A groundbreaking study has shed light on how a seldom-seen genetic anomaly can disrupt brain cell interactions, offering vital understanding of its role in a major neurological condition called developmental and epileptic encephalopathy (DEE). Insights from the research show that a mutation in a regulatory calcium channel component interferes with the calcium processing and the structural connections integral to brain cells. This expands our knowledge on the genesis of specific neurological disorders. Conducted by a team at the Karl Landsteiner University of Health Sciences (KL Krems), the study’s findings are now available in the Journal of Neurochemistry.

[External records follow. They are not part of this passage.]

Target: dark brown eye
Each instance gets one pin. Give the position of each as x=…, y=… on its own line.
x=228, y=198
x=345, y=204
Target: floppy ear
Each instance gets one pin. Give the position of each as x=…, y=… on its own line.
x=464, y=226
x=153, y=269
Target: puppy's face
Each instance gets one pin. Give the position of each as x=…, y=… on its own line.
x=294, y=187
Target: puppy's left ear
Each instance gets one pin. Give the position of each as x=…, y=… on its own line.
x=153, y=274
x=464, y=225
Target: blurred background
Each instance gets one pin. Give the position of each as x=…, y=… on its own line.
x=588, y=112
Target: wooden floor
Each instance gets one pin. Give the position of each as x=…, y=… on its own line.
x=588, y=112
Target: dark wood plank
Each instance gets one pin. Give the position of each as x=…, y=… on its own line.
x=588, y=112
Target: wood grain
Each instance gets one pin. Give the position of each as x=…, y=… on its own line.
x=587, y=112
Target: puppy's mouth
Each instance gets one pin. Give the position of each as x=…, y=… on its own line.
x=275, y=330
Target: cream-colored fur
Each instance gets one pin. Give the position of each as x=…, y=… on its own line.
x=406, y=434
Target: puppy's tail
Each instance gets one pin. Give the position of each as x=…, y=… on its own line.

Ion channels are essential for nerve signal transmission, necessitating precise functional control. The a2d protein family (pronounced “alpha-two-delta”) is pivotal in this regulation. As crucial regulatory units of voltage-gated calcium channels, these proteins have long been recognized for modulating calcium currents, a fundamental process for neuron activity and electrical signal processing. Recent discoveries also underscore a2d-2’s role in organizing the intricate connections, or synapses, between neurons. Researchers at KL Krems are honing in on a mutation in the CACNA2D2 gene that codes for a2d-2.
In their analysis of the p.R593P mutation found in two DEE-diagnosed siblings, scientists illustrated the mutation’s dual impact on both calcium management and neuronal structure. “Our findings elucidate how this mutation disrupts the essential balance between calcium channels and synapse organization, which are indispensable for typical brain operations,” notes Prof. Dr. Gerald Obermair, leading the Division of Physiology at KL Krems’ Department of Pharmacology, Physiology, and Microbiology. “These disruptions deliver vital insights not only on DEE but potentially more extensive neurodevelopmental and neuropsychiatric conditions linked to a2d proteins.”
Employing a mouse model with the human p.R593P equivalent, p.R596P, researchers observed its effects on hippocampal neurons, crucial for memory and learning. They found the mutation significantly diminishes a2d-2’s presence on the surface and synapses, which disturbs various aspects of neural connectivity. These alterations result in uneven synaptic calcium channel distribution and signaling molecule imbalances, hampering synaptic communication.
The mutation induces three specific synaptic functional changes. It disrupts the recruitment of postsynaptic GABAA receptors, crucial for inhibitory signaling, triggering excessive neuron activity, a hallmark of seizure disorders like DEE. Additionally, it influences the synapsin protein cluster essential for presynaptic structure in excitatory synapses. Lastly, there’s a recorded decline in miniature postsynaptic current amplitude, indicating weakened synaptic strength.
“These findings highlight the significance of a single gene mutation’s extensive influence, affecting brain connectivity and potentially inciting widespread brain function changes,” clarifies Sabrin Haddad, M.Sc., the study’s leading author and a PhD candidate with Prof. Obermair’s team at KL Krems. “The disruption in signaling pathways and synaptic architecture gives insight into the severe neurological symptoms seen in DEE cases.”
This detection of multifaceted impacts on both channel-related and synaptic functionalities underscores the urgency for “synaptopathies” research, conditions derived from impaired neuronal connections. By pinpointing these detailed molecular aspects, this investigation expands our comprehension of brain connectivity and evolution, paving potential paths for treatments to enhance synaptic connectivity and brain operations.
Original publication: A biallelic mutation in CACNA2D2 associated with developmental and epileptic encephalopathy affects calcium channel-dependent as well as synaptic functions of a2d-2. S. Haddad, C. Ablinger, R. Stanika, M. Hessenberger, M. Campiglio, N. J. Ortner, P. Tuluc, G. J. Obermair. Journal of Neurochemistry. 2024;00:1–24.
The Karl Landsteiner University of Health Sciences (KL Krems) is noted across Europe for its comprehensive education and research initiatives on the Campus Krems, offering advanced study program in medicine, psychology, and a PhD in mental health and neuroscience.